From: Ben Gracewood <gracewoodben_at_hotmail.com>
Date: Thu, 01 Mar 2001 21:50:17
Message-ID: <F140ymQ1WE9ql2RkeS80000251c@hotmail.com>

>
>Attention all Linux Guru's
>
>Newbie wants to know which Linux flavour and firewall tools would best
>protect me network.
>
>Would like reliability, and simplicity.
>
>Any real suggestion would be greatly appreciated.
>signed,
>
>Can only afford a p75.
>

I think everyone has a favourite Linux distribution (flavour) and each has
their merits (e.g. user-friendly vs. robust vs. secure).
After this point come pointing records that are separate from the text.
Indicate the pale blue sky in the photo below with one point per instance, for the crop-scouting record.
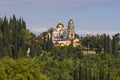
(89, 16)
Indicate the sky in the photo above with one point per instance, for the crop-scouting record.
(89, 16)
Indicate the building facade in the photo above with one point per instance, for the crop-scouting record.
(65, 37)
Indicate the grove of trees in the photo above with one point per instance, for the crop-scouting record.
(47, 62)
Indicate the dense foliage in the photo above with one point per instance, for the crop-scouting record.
(23, 56)
(45, 67)
(15, 39)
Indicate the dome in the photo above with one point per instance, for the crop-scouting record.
(60, 25)
(70, 21)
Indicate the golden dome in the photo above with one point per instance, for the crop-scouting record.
(70, 21)
(60, 25)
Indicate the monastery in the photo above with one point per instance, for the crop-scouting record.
(65, 37)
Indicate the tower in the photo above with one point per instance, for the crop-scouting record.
(71, 32)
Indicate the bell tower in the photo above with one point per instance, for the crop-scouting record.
(71, 32)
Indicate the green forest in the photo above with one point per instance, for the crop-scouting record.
(44, 61)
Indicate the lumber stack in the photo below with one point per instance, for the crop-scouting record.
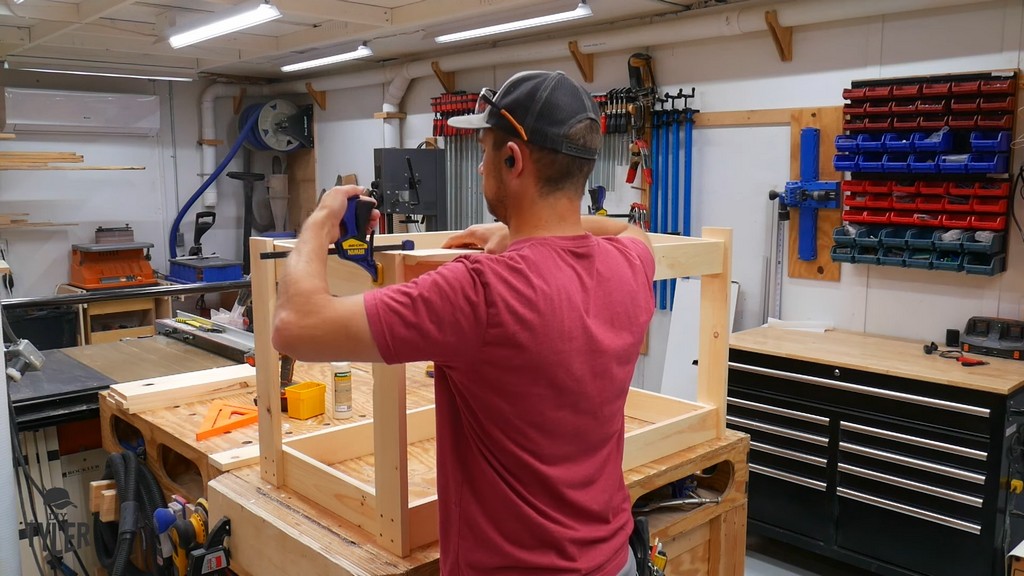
(180, 388)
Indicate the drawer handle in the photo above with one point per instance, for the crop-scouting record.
(920, 400)
(778, 411)
(909, 485)
(940, 446)
(787, 477)
(908, 510)
(788, 454)
(912, 462)
(819, 440)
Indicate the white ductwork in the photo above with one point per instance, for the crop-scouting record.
(684, 28)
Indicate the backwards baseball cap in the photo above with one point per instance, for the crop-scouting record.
(541, 108)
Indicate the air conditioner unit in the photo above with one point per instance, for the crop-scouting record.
(26, 110)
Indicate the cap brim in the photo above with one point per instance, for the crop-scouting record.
(470, 122)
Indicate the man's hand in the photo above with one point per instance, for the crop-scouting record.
(493, 238)
(332, 208)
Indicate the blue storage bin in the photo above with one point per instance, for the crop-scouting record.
(870, 162)
(990, 141)
(984, 264)
(865, 255)
(988, 163)
(869, 142)
(843, 254)
(933, 141)
(952, 163)
(868, 236)
(846, 162)
(896, 162)
(896, 141)
(918, 258)
(892, 257)
(920, 239)
(946, 245)
(845, 142)
(893, 238)
(923, 163)
(951, 261)
(841, 236)
(972, 244)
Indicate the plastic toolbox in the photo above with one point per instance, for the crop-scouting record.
(892, 257)
(894, 237)
(845, 142)
(935, 88)
(841, 237)
(966, 87)
(984, 264)
(987, 245)
(924, 163)
(990, 141)
(897, 141)
(988, 205)
(869, 162)
(846, 162)
(952, 163)
(997, 86)
(933, 187)
(878, 187)
(896, 162)
(932, 141)
(842, 253)
(992, 189)
(869, 142)
(952, 261)
(865, 254)
(988, 162)
(906, 187)
(868, 236)
(920, 239)
(965, 104)
(945, 245)
(905, 90)
(995, 121)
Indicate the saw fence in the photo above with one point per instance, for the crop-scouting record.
(401, 518)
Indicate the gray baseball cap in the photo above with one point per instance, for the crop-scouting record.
(538, 107)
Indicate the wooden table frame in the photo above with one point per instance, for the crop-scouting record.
(384, 509)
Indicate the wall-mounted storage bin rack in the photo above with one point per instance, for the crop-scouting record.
(927, 155)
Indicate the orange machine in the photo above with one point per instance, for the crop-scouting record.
(116, 260)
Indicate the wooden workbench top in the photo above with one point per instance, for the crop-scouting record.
(895, 357)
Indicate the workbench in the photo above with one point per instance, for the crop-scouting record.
(867, 450)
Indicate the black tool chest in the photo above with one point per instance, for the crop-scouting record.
(895, 475)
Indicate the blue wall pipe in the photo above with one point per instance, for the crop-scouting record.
(243, 136)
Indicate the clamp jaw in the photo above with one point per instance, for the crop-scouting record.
(355, 244)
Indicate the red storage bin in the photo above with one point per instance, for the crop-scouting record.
(997, 86)
(997, 190)
(928, 187)
(989, 205)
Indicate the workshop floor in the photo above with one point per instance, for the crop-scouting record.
(771, 558)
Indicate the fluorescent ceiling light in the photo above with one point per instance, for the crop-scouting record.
(581, 11)
(117, 70)
(224, 22)
(360, 52)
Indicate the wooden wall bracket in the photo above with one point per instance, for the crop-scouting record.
(584, 62)
(445, 78)
(318, 96)
(781, 35)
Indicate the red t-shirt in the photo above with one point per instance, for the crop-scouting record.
(534, 353)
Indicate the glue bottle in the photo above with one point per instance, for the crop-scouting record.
(342, 388)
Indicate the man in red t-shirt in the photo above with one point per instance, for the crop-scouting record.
(535, 342)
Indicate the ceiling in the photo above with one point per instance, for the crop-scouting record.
(131, 35)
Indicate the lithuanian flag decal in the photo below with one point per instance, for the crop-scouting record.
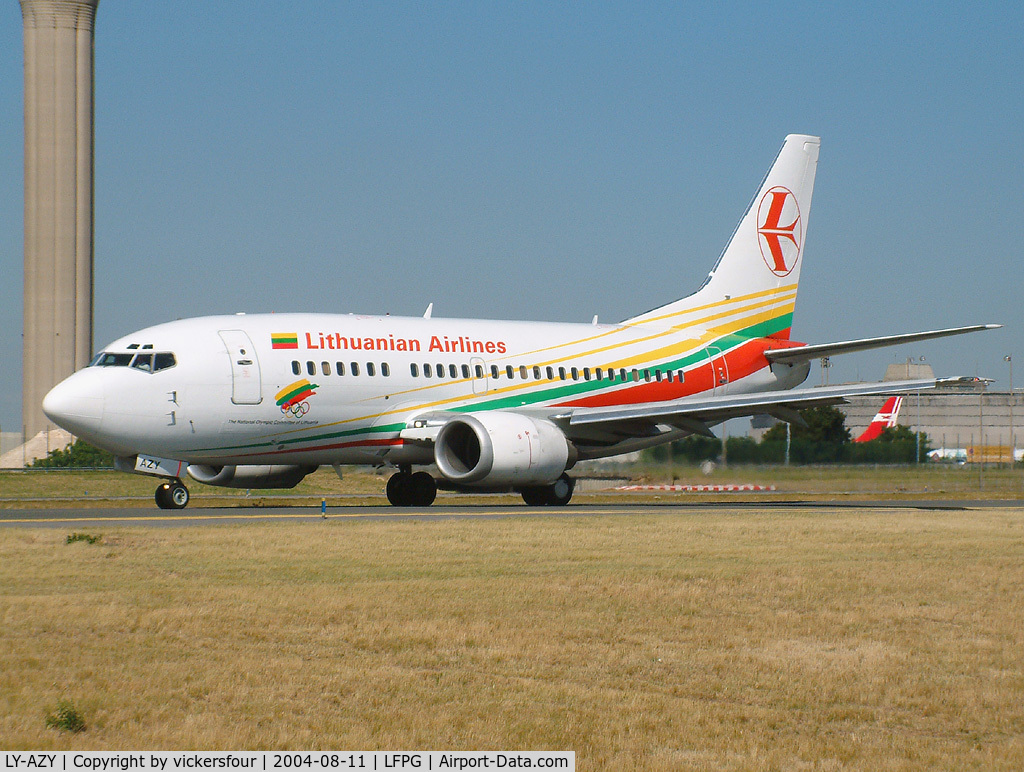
(284, 340)
(292, 398)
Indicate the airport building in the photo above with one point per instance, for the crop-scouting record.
(58, 197)
(963, 415)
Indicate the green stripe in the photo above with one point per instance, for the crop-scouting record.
(557, 393)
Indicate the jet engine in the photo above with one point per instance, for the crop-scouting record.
(496, 449)
(250, 475)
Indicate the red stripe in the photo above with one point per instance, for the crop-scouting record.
(739, 362)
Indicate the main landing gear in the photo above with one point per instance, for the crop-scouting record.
(555, 495)
(406, 489)
(172, 495)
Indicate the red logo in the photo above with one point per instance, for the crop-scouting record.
(779, 243)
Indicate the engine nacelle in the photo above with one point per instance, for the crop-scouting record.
(492, 449)
(284, 475)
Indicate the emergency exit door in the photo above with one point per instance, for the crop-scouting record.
(246, 388)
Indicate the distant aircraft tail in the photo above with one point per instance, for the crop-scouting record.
(884, 419)
(753, 287)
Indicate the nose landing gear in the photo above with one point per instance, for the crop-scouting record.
(555, 495)
(172, 496)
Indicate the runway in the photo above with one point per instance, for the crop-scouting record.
(128, 516)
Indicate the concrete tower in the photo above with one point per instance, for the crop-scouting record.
(58, 42)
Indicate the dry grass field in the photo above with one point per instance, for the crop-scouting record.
(101, 488)
(783, 640)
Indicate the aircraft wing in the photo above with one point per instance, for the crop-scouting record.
(798, 354)
(697, 413)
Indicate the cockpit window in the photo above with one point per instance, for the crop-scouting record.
(147, 361)
(163, 361)
(108, 359)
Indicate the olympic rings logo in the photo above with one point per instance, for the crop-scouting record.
(297, 411)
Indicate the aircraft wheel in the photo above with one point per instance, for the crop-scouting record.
(172, 496)
(399, 489)
(555, 495)
(561, 490)
(535, 497)
(423, 489)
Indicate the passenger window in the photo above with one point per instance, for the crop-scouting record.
(116, 360)
(166, 360)
(143, 362)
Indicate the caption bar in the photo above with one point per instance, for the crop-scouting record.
(364, 760)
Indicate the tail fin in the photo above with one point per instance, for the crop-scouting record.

However, if you use your head, read all the how-tos and generally take your
time, the distribution really is irrelevant. If you're aiming to finish up
with a really nice (secure) firewall, then you really have to spend the time
learning and doing. Don't rush it.

I've built my experience from scratch through doing, asking and reading. I
started from a RedHat 6 distro, which some will say is unsecure, but the
fact is that in the process of building the firewall, the systems now look
nothing like RedHat 6.

In a nutshell, here's some suggestions (including my biases) for what you
should be planning (please everyone feel free to correct me and/or add
suggestions):

- Install your distro of choice (if you have no preference, perhaps search
archives, mailing lists etc. to find which is likely to be most secure by
default)

- Disable all unecessary services and programs (read up on TCP/IP in
general, inetd (or alternatives), sysV init (kinda like autoexec.bat,
depending on distro))

- Upgrade to a 2.4 stable kernel (www.kernel.org + read the kernel-howto)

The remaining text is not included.